High-performance `fast-powi` crate
⚓ Rust 📅 2026-04-14 👤 surdeus 👁️ 3Following Fast powi function topic, I made a fast-powi crate. I only implemented 8-bit exponents; i.e, i8 and u8. I don't know of any practical use of exponents greater than 127. This allowed me to hard-code all the shortest "addition-chains" (or multiplication-chains in this case) for all u8 exponents. I decided to implement the num crate numerical types. It is about 10X faster than the standard library powi for floats on my computer. It is about 20% faster than most ints, bigints, and ratios. It is about 50% faster for complex ratio types.
Here is a summary of the benchmarks from my laptop.
f64_fast time: [765.08 ns 772.03 ns 778.96 ns]
f64_std time: [8.1878 µs 8.2823 µs 8.3878 µs]

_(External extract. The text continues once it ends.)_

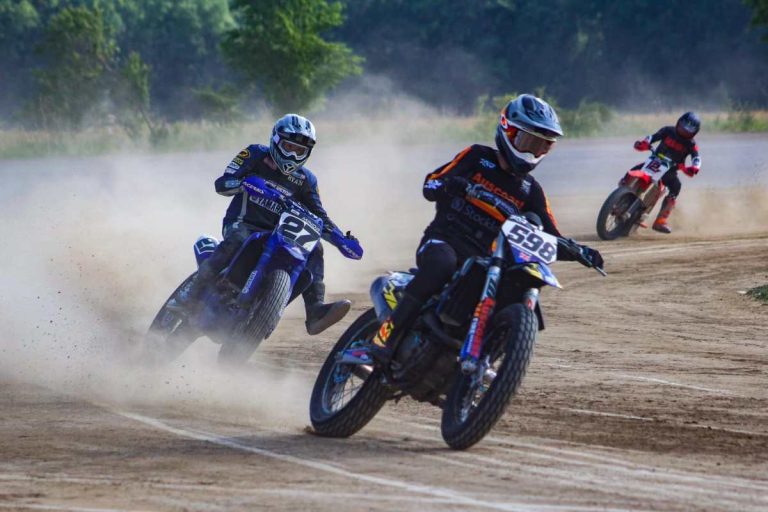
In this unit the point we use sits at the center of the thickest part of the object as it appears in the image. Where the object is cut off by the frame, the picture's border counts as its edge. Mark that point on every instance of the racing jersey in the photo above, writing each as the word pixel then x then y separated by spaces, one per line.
pixel 471 226
pixel 676 147
pixel 260 212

bigint_fast time: [70.852 µs 71.336 µs 71.814 µs]
bigint_num time: [89.324 µs 89.779 µs 90.293 µs]
big_ratio_fast time: [303.19 µs 304.39 µs 305.70 µs]
big_ratio_num time: [355.01 µs 357.22 µs 359.59 µs]
u64_fast time: [105.52 ns 107.19 ns 108.99 ns]
u64_num time: [210.32 ns 213.48 ns 218.01 ns]
big_complex_ratio_fast time: [23.048 ms 23.522 ms 24.193 ms]
big_complex_ratio_num time: [32.578 ms 32.965 ms 33.449 ms]
You can find the benchmark code here
I probably should have ask for a review before publishing on crate.io, but I got "go fever" to publish my first crate. I would appreciate any input.